Christmas in Lithuania: Christmas Day
In past times people honored Christmas Day - Kaledos in Lithuanian - by scrupulously avoiding all forms of work. This meant that Christmas dinner had to be prepared the day before. In times past many householders slaughtered their pigs at Christmas time, and pig’s head was a customary dish for Christmas dinner (see also Boar’s Head). Upon waking, family members would take the straw that had lain on the table during the Christmas Eve feast and give it to their cows, sheep, and oxen — all animals that might have been present in the stable where Jesus was born. Before they distributed the hay they examined it. If it had shed most of its grain, then that meant the family could expect a bountiful harvest in the year to come.
The weather on Christmas Day was thought to predict the weather on Easter Day. If snow covered the ground on Christmas Day, Easter Day was sure to be green. On the other hand, if snow hadn’t yet fallen by Christmas, then Easter Day was bound to be snowy.
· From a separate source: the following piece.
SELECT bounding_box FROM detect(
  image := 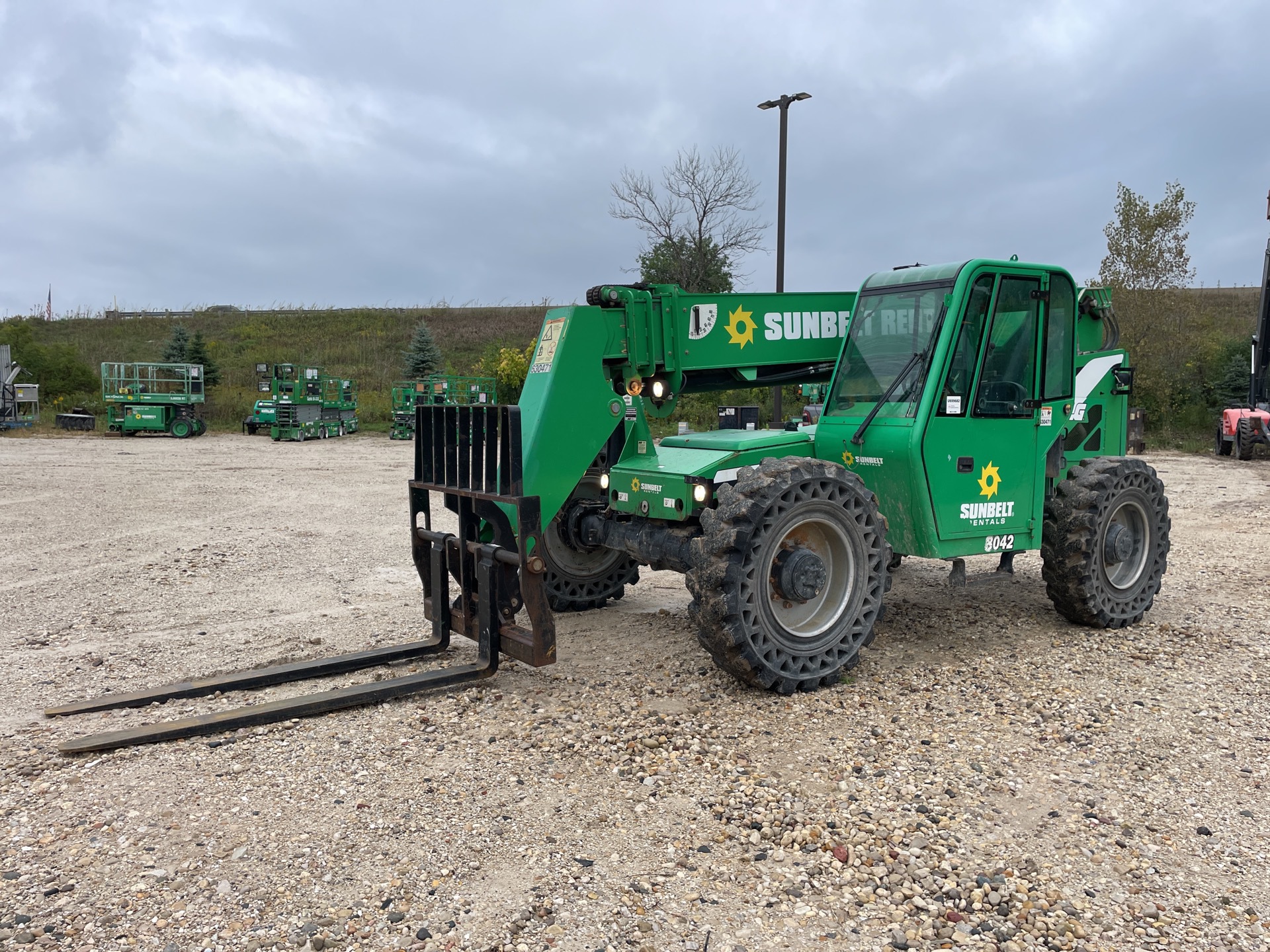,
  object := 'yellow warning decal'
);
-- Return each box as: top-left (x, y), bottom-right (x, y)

In the nineteenth century groups of men went door to door on Christmas Day, singing hymns and dragging a Yule log behind them. Householders rewarded the men with Christmas treats. The carolers later set fire to the log outside the village.
In past times Christmas festivities involving parties and dancing began on the second day of Christmas, that is, St. Stephen’s Day (see also Twelve Days of Christmas). Many people thought Christmas Day too holy for these kinds of activities and waited until the day after Christmas to gather together with their neighbors. People also took their oats to church to be blessed on this day.
In more recent times Christmas festivities began on Christmas Day. The celebrations lasted for several days, during which time custom forbade most types of work. Sometimes bands of revelers in costume went door to door during the Christmas season wishing householders abundant crops in the coming year (see also mumming). This group included Kaledu Senis, the Lithuanian Father Christmas. People thanked these well-wishers with Christmas treats. Kaledu Senis gave nuts to children and blessed homes by sprinkling grain in a special corner of the family’s dining area.
Today many Lithuanian families decorate their Christmas trees with geometrically shaped ornaments made from bent straws. These ornaments, once used by Lithuanian peasants to beautify their homes for weddings and feast days, were adapted to the Christmas tree by Lithuanians living in the United States. In past times Lithuanians decorated their trees with glass ornaments, candies, cookies, apples, and little toy figurines. When Christmas was over children consumed the edible ornaments.